Bhutto as President:
Bhutto remained in president’s power from 1971 to 1973. during his presidency Bhutto undergone following activities.
Bhutto dismissed Gul Hassan in March 1972 and appointed General Tikka Khan as Chief of the Army Staff, who proved to be extremely loyal to Bhutto since he genuinely believed that the army should only perform its professional duties and not interfere in politics. Tikka Khan ensured that the army did not intrude in politics, which was greatly advantageous to Bhutto as it allowed him to enact his policies with the knowledge that the chances of a military coup had been eliminated.
Bhutto aimed to prevent further division of the country, by implementing socialist reforms. Nationalization of Pakistan’s major industries, life insurance companies, and private schools and colleges was the first step towards these reforms.
The Karachi Nuclear Power Plant was inaugurated by Bhutto during his role as President of Pakistan at the end of 1972. Long before, as Minister for Fuel, Power and National Resources, he has played a key role in setting up of the Pakistan Atomic Energy Commission. The Kahuta facility was also established by the Bhutto Administration.

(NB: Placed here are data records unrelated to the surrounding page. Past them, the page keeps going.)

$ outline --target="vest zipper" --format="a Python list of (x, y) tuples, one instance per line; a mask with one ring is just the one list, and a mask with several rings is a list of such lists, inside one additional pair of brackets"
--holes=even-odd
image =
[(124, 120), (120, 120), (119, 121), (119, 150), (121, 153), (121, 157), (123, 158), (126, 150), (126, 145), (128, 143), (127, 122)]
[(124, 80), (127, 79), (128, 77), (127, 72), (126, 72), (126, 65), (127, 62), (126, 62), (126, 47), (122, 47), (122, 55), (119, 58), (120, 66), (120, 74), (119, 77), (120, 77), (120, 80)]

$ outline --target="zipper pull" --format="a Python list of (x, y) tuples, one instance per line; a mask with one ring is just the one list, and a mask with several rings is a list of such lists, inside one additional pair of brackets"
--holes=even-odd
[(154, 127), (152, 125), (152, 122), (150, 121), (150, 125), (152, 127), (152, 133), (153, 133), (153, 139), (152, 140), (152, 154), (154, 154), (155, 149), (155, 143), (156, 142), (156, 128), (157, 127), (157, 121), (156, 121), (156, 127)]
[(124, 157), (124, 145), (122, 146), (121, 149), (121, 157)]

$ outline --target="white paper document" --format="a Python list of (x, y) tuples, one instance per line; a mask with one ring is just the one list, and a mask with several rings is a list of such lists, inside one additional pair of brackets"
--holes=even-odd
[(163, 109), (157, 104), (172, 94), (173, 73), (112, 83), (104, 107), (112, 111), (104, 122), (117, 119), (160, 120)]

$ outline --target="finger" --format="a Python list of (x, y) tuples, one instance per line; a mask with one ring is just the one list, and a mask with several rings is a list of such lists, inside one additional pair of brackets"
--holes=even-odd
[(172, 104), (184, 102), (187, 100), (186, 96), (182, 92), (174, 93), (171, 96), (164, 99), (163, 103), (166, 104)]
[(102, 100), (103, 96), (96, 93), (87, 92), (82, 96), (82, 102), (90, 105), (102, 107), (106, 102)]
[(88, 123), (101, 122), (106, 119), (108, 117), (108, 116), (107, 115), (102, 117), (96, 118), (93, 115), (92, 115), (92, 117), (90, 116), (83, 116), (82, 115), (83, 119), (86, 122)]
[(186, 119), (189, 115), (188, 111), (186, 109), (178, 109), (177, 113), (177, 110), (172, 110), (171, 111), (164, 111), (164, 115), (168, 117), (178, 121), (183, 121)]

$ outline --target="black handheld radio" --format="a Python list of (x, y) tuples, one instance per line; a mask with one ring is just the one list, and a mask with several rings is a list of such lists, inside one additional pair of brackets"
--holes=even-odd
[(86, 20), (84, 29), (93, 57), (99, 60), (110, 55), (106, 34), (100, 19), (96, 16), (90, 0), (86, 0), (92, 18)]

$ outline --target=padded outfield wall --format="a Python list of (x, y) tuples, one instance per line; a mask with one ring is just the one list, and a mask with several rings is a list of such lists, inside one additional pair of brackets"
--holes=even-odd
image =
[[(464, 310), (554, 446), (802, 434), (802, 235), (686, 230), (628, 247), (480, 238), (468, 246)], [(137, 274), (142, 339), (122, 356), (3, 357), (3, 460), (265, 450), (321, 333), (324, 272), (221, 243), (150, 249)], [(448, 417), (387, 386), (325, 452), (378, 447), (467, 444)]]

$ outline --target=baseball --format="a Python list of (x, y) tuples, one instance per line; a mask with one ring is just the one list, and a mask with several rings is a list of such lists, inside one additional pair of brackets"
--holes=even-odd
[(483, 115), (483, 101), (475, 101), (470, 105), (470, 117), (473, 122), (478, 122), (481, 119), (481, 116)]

Bhutto as Prime minister of Pakistan:
Bhutto worked as prime minister of Pakistan from 1973 to 1977. His era is entitled with many developments including national solidarity. Following are the important achievements of Bhutto’s era.
Bhutto lifted the martial law and pushed through a new constitution in 1973, resolving the major dispute of the powers of president and prime minister (the powers were laid in the office of the prime minister).
Although Bhutto established a parliamentary system, his view of democracy was, however, controversial. In 1975, he banned the main Opposition party, the National Awami Party (Wali) and arrested the leader of the Opposition Wali Khan.
(His special personal paramilitary force the Federal Security Force was accused of widespread abuses, targetting opposition and critics within the party with equal abandon. He also reintroduced emergency powers after the passage of the Constitution, muzzled the press and emasculated the judiciary. )
Bhutto remained neutral on international arena by withdrawing Pakistan from the British Commonwealth of Nations and from the Southeast Asia Treaty Organization (SEATO), sponsored by the United States. He also negotiated the Simla Agreement in July 1972, which confirmed a line of control dividing Kashmīr and prompted the withdrawal of Indian troops from Pakistani territory. In 1974, Bhutto hosted the second meeting of the Organization of the Islamic Conference in the city of Lahore. He used this forum to announce Pakistan’s official recognition of Bangladesh.
The Nagative Impact of Bhuto’s Nationalization Policy:
Bhutto integrated the national harmony, but on economic grounds his decision of socialist economic system had not been successful, even it placed some negative impact on the future economic progress. Bhutto’s nationalization broke some of the 22 families financially but several of them were also broken in body and spirit, with the result that they disposed off industaries that escaped nationalization or self-imposed a moratorium on new projects.
In fact Bhutto’s idea behind the nationalization of industries, banks and insurance companies etc was an effort to achieve full employment, but unluckily, Bhutto couldn’t maintain the circumstances in accordance with the requirements of the nationalized industries and thus the nationalized organiztions became less productive and more troubling.
Having a detailed look of Bhutto’s era I conclude that he was the only learned politician ever in the history of Pakistan, he knew the best way to lead people. He had extraordinary good qualities of a good leader. The drawback in Bhutto’s management which I feel is his weakness in Administring and managing his own decisions.